Lou Castagnola

Personal information
- Nationality: American
- Born: July 5, 1936 Raleigh, North Carolina
- Died: December 11, 2012 (aged 76) Bethesda, Maryland

Sport
- Sport: Track, long-distance running
- Event: Marathon
- College team: Virginia Tech

Achievements and titles
- Personal bests: 2-mile: 9:14.0 10,000m: 31:02.4 Marathon: 2:17:17

= Lou Castagnola =

American long-distance runner

Louis Craig "Lou" Castagnola (born July 5, 1936) was an American long-distance runner who competed for Virginia Tech in cross country and track before specializing in the marathon throughout the 1960s. He won the Washington's Birthday Marathon in 1963, 1967, and 1968. He ran his fastest marathon at the 1967 Boston Marathon, when he placed fourth overall in a time of 2:17:17.

==Running career==
===Collegiate===
Lou Castagnola attended Virginia Tech, where he competed in cross country and track. In cross country, he was the Southern Conference Champion in 1959 and 1960, winning the 4-mile race in 20:35 and 21:06, respectively. In track, he specialized in the mile and 2-mile.
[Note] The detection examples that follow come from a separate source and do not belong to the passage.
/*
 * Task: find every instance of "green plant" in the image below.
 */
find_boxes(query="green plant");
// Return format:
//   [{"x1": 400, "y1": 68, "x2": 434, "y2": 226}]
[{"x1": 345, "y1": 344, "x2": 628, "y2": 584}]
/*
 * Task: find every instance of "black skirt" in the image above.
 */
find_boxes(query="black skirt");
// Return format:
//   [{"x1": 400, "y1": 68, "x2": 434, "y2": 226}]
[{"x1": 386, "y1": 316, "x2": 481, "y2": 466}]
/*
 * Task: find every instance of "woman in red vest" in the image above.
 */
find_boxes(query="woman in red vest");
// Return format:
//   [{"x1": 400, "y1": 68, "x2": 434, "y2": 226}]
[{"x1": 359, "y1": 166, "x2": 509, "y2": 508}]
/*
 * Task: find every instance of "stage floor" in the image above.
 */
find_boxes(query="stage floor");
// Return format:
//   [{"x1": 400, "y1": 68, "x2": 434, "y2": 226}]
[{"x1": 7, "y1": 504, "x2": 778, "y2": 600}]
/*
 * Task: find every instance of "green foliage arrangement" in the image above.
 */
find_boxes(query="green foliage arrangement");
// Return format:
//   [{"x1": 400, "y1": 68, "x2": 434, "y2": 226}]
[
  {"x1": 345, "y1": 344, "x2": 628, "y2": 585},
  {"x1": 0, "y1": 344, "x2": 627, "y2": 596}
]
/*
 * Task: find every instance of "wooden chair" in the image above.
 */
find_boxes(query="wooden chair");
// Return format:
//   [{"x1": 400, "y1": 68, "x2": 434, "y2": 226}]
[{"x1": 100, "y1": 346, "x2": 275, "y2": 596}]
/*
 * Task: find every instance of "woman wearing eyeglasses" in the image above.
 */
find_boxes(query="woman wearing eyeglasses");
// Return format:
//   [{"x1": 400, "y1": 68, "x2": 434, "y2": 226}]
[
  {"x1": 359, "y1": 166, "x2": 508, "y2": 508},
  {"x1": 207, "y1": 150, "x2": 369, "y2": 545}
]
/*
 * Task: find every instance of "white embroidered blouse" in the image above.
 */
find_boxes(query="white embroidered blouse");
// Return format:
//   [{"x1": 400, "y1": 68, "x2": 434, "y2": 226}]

In academics, he earned a degree in Electrical Engineering.

===Post-collegiate===
After college, Castagnola joined the Washington Running Club, where he trained for the marathon. He set the course record for the Washington's Birthday Marathon in 1967 with a time of 2:22:45, after having won the same marathon on two previous occasions. He was also successful in shorter distances, and on May 20, 1967, he won the men's 2-mile at the DC AAU track meet in 9:14.0. In 1968, he was one of several elite distance runners who were physiologically tested by researcher David Costill. After having just run his career-best 2:17 marathon in Boston, Castagnola's vertical leap was only 11.5 inches, which surprised researchers. After three years of relative inactivity since he stopped running, he was tested by Costill again in 1971, and in spite of his vVO2max capacity having deteriorated by more than a third, his vertical leap had increased to 20.3 inches.